What the Scenario Above Is Actually Telling You



This pattern almost always traces back to a mismatch between the microphone pickup range and the actual room size, rather than any equipment fault. A camera built-in microphone is typically designed for short-range pickup, and using it unmodified in a larger boardroom stretches it well past what it was ever built to cover.

The underlying issue is that audio rarely gets the same purchasing attention as the camera. Specs get compared on resolution and field of view, while microphone pickup pattern and effective range - the part that actually determines whether distant speakers are heard clearly - gets treated as a secondary detail.

It helps to understand the difference between a basic omnidirectional microphone, which picks up sound broadly but weakens with distance, and a purpose-built array designed for full table-length coverage. Boardrooms need the second category specifically, and no amount of speaking louder compensates for using the wrong category of hardware.

This is also why the problem can persist even after a genuine attempt to fix it. Swapping to a slightly better camera with a marginally improved built-in microphone often produces a small improvement without actually solving the underlying range issue, since the microphone is still fundamentally the wrong category of device for the room it is being asked to cover.

Poly vs Jabra - Which Range Actually Addresses the Problem



Poly and Jabra both treat audio as the primary engineering focus rather than an accessory to the camera. The Poly Studio and Sync ranges are built around wider pickup coverage for medium to large rooms, while the Jabra Speak and Evolve ranges prioritise consistent voice clarity across a comparable range of room sizes.

Nobody upgrades audio until someone complains twice. By then it has already cost three meetings of credibility.

Both brands carry certification for Microsoft Teams Rooms and Zoom Rooms across most of their relevant product range, so platform choice does not need to drive the audio decision either way. The real differentiator between them tends to be subtle tonal balance and how each handles multiple overlapping voices in a busy boardroom discussion.

For a small to medium boardroom, either brand will generally solve the original problem outlined above. For larger rooms with longer tables, Jabra larger Evolve units and Poly higher-end Sync range both extend further, and the choice at that scale often comes down to which existing brand a business already has installed elsewhere.

Regardless of which brand is selected, the broader point from the original scenario still applies. Audio hardware has to be matched to the actual room size, not assumed to work simply because the rest of the setup looks complete on paper.

For Poly and Jabra stock side by side, see kickstartcomputers.com.au which stocks the full range either brand needs.

Poly vs Jabra - Quick Answers



Is there a clear winner for boardroom-sized audio?



There is no decisive winner at boardroom scale, since both Poly Sync and Jabra Evolve scale up to handle larger rooms competently.

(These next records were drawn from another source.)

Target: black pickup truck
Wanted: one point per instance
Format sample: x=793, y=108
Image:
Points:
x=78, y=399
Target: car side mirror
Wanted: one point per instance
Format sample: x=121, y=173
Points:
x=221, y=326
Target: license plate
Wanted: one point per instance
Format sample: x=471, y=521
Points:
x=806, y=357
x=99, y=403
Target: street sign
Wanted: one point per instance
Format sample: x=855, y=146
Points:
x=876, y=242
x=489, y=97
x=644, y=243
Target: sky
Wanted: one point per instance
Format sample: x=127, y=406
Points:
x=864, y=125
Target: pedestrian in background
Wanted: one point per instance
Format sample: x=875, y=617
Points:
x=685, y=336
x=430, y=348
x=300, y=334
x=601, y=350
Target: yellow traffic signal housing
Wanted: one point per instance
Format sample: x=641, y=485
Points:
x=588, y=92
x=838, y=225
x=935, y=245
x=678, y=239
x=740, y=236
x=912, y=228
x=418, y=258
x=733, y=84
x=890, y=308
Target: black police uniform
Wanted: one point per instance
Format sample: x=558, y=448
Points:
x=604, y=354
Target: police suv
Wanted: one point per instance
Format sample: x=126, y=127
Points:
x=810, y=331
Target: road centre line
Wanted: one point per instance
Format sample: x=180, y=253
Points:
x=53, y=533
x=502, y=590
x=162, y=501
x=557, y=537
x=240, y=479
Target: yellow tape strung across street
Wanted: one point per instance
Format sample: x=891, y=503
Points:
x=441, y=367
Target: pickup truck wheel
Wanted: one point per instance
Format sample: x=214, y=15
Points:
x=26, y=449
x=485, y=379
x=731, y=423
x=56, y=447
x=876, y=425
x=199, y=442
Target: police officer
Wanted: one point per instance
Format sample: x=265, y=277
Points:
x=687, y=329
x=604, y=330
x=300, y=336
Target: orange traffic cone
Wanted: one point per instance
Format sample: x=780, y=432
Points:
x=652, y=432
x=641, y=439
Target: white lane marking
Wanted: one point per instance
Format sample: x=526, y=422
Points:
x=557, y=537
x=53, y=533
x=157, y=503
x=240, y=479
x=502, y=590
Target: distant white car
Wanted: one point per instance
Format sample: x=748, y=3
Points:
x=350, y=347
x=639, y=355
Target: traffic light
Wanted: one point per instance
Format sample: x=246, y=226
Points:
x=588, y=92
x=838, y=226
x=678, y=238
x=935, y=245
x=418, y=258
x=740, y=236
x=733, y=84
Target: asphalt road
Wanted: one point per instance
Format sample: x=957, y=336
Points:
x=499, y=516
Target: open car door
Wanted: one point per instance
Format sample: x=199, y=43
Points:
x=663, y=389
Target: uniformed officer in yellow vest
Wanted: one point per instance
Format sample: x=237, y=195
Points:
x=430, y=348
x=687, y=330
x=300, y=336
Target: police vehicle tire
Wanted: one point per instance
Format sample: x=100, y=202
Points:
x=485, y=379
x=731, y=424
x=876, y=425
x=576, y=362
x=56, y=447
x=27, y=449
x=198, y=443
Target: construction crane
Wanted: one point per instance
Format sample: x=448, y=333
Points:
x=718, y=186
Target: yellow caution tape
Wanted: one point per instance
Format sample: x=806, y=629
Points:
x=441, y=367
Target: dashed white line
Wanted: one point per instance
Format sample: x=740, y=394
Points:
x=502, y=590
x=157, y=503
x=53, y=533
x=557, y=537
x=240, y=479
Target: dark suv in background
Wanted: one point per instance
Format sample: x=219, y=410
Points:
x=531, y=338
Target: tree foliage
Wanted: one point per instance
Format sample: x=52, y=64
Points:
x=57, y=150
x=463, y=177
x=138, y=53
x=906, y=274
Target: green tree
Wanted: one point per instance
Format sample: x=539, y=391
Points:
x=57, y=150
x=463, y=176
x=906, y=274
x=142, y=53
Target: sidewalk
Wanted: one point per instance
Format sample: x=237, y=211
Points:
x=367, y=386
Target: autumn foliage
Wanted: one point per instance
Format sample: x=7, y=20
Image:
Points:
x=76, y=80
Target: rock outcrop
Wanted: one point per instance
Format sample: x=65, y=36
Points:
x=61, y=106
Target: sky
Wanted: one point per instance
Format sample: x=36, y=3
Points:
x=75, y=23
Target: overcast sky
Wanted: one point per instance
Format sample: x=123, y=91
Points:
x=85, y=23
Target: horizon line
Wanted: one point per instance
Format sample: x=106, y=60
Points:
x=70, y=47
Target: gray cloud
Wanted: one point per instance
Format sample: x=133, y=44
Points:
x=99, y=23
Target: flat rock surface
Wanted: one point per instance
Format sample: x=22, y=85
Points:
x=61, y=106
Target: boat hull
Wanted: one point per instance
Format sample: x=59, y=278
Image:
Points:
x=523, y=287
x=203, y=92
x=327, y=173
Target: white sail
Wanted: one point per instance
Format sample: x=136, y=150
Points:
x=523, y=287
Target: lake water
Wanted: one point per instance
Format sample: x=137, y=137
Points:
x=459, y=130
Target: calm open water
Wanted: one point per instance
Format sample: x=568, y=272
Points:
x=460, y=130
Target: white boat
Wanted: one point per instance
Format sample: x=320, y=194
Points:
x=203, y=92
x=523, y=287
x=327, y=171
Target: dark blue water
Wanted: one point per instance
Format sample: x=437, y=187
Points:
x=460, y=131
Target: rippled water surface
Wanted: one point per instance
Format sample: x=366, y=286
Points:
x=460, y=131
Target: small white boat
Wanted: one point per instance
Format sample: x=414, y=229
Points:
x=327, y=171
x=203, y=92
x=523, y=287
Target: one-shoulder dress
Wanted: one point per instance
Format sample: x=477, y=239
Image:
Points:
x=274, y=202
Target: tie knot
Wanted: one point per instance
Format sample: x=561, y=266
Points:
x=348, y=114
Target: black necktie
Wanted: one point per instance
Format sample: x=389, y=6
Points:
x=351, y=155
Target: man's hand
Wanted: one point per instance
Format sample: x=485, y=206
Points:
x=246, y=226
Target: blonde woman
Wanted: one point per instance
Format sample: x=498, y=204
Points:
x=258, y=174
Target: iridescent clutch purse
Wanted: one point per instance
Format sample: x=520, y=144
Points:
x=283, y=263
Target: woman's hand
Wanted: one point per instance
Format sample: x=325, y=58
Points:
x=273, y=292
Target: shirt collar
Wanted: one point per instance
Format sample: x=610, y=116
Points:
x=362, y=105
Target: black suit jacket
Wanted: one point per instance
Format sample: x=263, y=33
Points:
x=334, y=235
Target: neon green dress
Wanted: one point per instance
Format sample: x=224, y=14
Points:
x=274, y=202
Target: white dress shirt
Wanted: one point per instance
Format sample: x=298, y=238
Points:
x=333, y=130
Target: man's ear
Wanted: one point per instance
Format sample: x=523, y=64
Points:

The choice tends to come down to brand consistency with other rooms or a subjective preference in tonal quality.

Is one brand more compatible with Teams Rooms than the other?



Most of the relevant product range from both brands carries certification for Microsoft Teams Rooms and Zoom Rooms, so platform compatibility is rarely the deciding factor between them.

Do these audio ranges work independently of the camera brand?



Yes, both Poly and Jabra audio devices generally work independently of camera brand, so adding either to an existing Logitech or Yealink camera setup is a common and straightforward combination.

How do you diagnose whether audio is genuinely the fault?



A useful test is whether complaints are specifically about hearing people who sit further from the device, while video quality is never mentioned as an issue. That pattern points clearly to a microphone pickup limitation rather than a camera fault.